For a while, it was doubtful whether Team USA wrestlers would be stepping onto the mat to compete in the 2017 Wrestling World Cup.
Back on February 3, Iran denied travel visas for the US team for the Feb. 16-17 tournament, hosted in the Iranian city of Kermanshah. The move was seen as retaliation against US President Donald Trump’s immigrant and refugee ban that blocked entry into the US by anyone from seven Muslim-majority countries that have been associated with terrorist activity, including Iran.
But within days, Iran changed its mind. A Foreign Ministry spokesman said the ban was lifted after Trump's "discriminative restrictions" on Iranian nationals traveling to the US were suspended by a federal judge. The reversal also followed requests from both Iranian and American wrestling federations.
“We’re prepared, we’re set to go,” says Bill Zadick, the national freestyle coach of USA Wrestling and the head coach of the team going to World Cup.
“When I heard that we were initially denied, it was disappointing. But the diplomacy of the Iranian Wrestling Federation going to their government and lobbying on our behalf worked well and I believe that the Iranian government themselves understand the significance of our sport to their own culture. So I think they want to have us.”

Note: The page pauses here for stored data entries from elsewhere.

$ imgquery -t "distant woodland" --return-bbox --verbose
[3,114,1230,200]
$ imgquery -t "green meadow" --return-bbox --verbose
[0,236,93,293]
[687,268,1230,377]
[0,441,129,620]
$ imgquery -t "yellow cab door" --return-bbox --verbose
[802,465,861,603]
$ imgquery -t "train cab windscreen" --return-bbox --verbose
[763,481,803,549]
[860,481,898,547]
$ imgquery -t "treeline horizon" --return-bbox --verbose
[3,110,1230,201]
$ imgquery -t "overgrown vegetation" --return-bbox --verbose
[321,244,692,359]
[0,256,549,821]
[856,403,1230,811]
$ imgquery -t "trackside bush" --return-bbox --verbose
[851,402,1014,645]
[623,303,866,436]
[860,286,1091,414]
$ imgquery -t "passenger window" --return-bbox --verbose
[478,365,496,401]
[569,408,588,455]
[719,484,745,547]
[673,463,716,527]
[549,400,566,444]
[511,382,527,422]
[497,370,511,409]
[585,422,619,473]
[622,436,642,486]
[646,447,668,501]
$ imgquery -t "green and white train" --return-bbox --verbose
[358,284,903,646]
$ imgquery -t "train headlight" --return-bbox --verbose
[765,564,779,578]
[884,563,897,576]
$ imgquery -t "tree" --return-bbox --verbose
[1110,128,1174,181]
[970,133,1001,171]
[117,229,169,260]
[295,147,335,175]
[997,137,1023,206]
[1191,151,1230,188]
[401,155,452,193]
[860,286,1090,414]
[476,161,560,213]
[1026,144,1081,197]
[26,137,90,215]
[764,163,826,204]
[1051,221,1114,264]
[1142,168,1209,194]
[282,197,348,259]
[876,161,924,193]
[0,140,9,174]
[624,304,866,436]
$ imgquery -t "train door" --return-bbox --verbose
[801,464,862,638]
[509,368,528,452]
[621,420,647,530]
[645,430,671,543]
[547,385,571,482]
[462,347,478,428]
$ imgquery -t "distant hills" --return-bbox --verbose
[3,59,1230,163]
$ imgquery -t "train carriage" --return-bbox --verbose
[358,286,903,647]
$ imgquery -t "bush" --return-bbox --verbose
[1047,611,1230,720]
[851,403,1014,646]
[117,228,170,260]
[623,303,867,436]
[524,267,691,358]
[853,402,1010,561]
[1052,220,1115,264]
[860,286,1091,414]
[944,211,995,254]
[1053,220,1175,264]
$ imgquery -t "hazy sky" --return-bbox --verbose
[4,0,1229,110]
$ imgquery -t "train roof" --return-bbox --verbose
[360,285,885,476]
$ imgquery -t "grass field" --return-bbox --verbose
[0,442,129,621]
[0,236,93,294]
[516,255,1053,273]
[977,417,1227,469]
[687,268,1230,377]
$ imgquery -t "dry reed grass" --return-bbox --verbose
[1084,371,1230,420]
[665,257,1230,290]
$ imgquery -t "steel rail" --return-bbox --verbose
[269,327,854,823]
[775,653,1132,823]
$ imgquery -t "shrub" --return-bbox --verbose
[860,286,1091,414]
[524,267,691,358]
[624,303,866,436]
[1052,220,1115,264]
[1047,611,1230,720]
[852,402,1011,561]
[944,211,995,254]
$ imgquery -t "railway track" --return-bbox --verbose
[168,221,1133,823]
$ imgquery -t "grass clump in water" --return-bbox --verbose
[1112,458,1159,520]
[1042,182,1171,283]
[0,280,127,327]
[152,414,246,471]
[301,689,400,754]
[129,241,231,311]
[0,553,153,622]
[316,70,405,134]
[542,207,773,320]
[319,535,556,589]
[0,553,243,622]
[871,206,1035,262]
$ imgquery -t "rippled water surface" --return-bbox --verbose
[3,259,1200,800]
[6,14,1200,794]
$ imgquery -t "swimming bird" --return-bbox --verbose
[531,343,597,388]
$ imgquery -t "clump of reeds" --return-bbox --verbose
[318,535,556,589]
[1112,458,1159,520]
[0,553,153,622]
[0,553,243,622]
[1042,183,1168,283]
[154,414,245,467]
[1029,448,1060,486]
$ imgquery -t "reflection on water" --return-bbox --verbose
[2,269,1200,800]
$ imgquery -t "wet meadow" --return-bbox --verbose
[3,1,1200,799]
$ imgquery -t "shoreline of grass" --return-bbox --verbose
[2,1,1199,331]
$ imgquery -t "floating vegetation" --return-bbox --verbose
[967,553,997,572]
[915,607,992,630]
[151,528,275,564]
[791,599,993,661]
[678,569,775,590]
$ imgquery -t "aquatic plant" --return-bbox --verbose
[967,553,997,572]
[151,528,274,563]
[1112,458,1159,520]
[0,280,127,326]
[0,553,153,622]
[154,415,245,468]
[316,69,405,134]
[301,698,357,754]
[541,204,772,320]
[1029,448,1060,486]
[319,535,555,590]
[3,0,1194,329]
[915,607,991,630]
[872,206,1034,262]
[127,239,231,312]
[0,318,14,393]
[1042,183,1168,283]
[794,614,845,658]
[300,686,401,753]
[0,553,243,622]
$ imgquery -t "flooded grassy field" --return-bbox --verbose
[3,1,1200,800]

He adds that Iran and the US have a wrestling partnership that “transcends politics.”
USA Wrestling’s director Rich Bender echoed that. “This tour continues a long history of goodwill and cooperation between the United States and Iran through wrestling, which is an impressive example of diplomacy between the people of these nations through sport."

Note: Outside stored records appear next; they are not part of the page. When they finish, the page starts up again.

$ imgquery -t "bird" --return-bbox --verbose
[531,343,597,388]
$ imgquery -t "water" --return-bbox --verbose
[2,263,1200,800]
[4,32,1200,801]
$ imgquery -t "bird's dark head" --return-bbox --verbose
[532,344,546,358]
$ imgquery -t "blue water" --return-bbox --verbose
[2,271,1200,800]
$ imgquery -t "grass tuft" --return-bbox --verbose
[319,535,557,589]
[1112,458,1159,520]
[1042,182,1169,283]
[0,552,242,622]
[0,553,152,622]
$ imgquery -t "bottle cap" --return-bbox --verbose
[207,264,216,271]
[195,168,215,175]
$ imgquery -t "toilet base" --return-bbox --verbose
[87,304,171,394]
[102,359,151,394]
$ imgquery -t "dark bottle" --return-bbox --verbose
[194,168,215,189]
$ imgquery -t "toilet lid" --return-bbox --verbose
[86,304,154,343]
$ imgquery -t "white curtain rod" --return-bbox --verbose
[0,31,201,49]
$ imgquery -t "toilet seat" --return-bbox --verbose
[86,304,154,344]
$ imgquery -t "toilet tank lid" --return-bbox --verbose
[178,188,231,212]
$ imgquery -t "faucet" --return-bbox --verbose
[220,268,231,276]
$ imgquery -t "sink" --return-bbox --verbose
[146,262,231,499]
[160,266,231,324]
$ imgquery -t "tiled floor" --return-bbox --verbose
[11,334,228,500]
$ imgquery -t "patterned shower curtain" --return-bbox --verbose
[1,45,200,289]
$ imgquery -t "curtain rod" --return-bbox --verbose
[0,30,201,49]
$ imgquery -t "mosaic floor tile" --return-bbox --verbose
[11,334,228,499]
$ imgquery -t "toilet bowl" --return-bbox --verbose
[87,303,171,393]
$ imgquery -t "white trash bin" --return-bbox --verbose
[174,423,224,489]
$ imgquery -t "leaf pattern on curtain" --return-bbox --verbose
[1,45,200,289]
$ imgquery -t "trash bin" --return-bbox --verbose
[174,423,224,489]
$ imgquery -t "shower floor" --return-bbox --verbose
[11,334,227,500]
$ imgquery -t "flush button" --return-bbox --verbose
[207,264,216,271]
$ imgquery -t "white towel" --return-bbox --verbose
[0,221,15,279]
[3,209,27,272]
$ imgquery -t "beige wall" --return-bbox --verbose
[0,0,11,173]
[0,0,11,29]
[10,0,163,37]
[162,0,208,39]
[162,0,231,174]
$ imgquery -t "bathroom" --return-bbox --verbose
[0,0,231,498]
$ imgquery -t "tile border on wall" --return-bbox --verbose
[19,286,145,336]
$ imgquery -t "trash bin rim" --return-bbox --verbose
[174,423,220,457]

Coach Zadick has been a part of that history. He competed in the 2001 Takhti Cup in Iran as an athlete and has traveled with teams to Iran over the years. USA Wrestling has been in Iran to compete 15 times since the 1979 Iranian Revolution, while Iranians have come to the US as guests of USA Wrestling 16 times since the 1990s.

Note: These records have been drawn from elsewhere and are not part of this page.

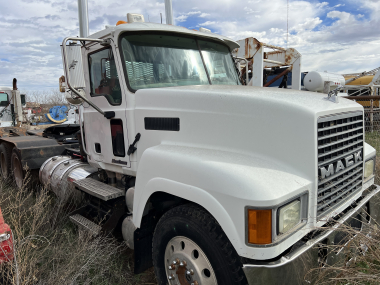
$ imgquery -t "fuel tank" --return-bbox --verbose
[39,156,96,203]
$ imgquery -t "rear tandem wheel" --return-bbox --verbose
[0,143,12,179]
[11,147,24,189]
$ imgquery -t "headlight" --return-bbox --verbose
[364,159,375,179]
[278,200,301,235]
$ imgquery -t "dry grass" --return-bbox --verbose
[304,213,380,285]
[0,179,156,285]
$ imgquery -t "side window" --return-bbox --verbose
[88,48,122,105]
[0,93,8,106]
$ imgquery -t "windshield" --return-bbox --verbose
[120,33,240,91]
[198,39,240,85]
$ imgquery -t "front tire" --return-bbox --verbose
[152,204,248,285]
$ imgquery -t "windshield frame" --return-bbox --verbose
[118,31,240,93]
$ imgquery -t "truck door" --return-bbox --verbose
[0,91,13,126]
[83,44,130,169]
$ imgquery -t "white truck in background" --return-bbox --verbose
[0,79,25,128]
[36,9,380,285]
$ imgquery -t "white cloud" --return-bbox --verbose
[316,1,329,8]
[175,15,188,22]
[0,0,379,90]
[198,21,216,26]
[327,10,353,22]
[244,7,258,14]
[187,11,201,15]
[175,10,201,22]
[292,17,322,32]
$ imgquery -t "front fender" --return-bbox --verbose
[133,144,312,259]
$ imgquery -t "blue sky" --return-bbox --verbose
[0,0,379,91]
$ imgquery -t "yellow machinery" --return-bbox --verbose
[344,69,380,108]
[345,75,374,86]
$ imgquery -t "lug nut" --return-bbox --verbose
[168,274,174,280]
[180,260,187,267]
[190,269,194,275]
[173,260,177,265]
[168,265,174,270]
[186,270,191,275]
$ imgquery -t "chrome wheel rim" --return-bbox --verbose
[12,155,23,189]
[164,236,217,285]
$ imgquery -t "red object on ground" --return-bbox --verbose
[0,207,13,263]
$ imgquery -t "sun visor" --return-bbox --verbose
[111,23,240,51]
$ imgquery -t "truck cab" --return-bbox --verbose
[0,84,26,128]
[47,15,380,285]
[0,87,18,127]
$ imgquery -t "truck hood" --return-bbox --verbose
[135,85,363,182]
[146,85,359,115]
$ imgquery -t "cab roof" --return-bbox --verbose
[0,87,12,91]
[88,22,240,50]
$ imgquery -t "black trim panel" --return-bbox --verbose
[144,117,180,131]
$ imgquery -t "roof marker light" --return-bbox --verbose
[116,20,127,26]
[199,27,211,33]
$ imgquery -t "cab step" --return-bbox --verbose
[69,214,101,236]
[73,178,124,201]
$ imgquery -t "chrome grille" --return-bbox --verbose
[317,111,364,218]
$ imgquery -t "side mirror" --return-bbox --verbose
[61,43,86,90]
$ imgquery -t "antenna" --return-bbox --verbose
[287,0,289,49]
[160,13,162,24]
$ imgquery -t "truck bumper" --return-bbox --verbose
[243,183,380,285]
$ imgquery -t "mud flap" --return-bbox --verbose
[134,213,158,274]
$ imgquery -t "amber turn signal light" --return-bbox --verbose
[116,20,127,26]
[247,209,272,244]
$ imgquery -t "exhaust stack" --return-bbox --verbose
[78,0,89,37]
[165,0,174,25]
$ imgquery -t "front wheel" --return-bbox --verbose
[152,204,248,285]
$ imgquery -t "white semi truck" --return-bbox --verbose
[36,14,380,285]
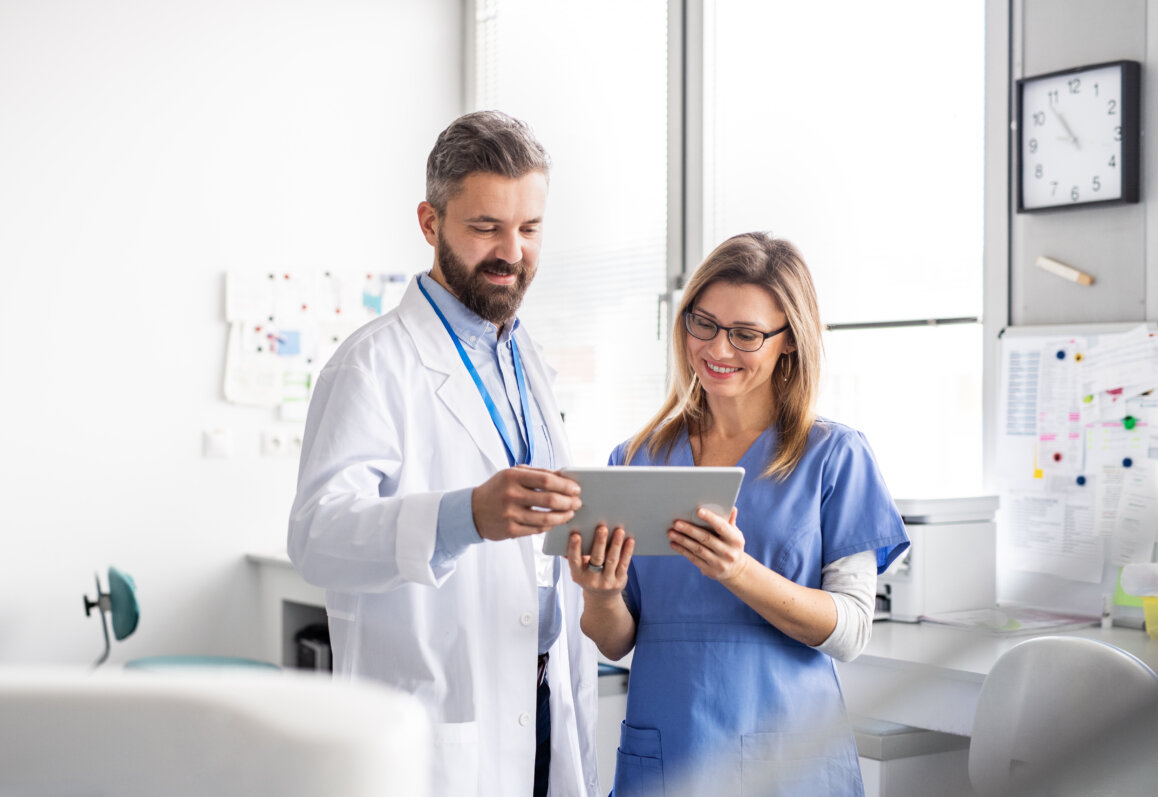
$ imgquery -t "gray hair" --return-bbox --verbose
[425,110,551,214]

As the US athletes head for Iran, Zadick says it helps for them to understand that wrestling is one of Iran’s national sports and that wrestling fans there are well-educated about wrestling's top talents. “They know who’s coming. The World Cup is the top eight teams in the world, so the Iranian fans will know every athlete from every country. It makes it a great environment for us.”
Zadick recalled a scene in Tehran when 17,000 fans crammed into a wrestling arena meant to hold 13,000: “It was an amazing crowd with amazing energy.”
The 13 US athletes will face stiff competition in this World Cup. They are joined in Pool A by the world’s top teams, namely Russia, Azerbaijan and Georgia. Pool B features teams from Iran, Turkey, India and Mongolia. Winners of each pool face off in the championship match.
As the controversial US travel ban and Iran’s tit-for-tat denial of team visas illustrates, politics does sometimes intrude on the world of sports. But rather than a political adversary, Zadick says he sees Iran as a partner. "I think focusing on our similarities across the globe is how we are going to produce a better world and more unity, and so for my team and for what I'm doing, I'm focusing on that."
Of course, putting aside politics isn’t enough. As head coach he also needs to focus on the competition.
“Each of us wants to win. When you step on the mat and the whistle blows their athletes fight hard and we fight hard, I think there's a lot of mutual respect because of that. You always know you're going to see fierce competition.”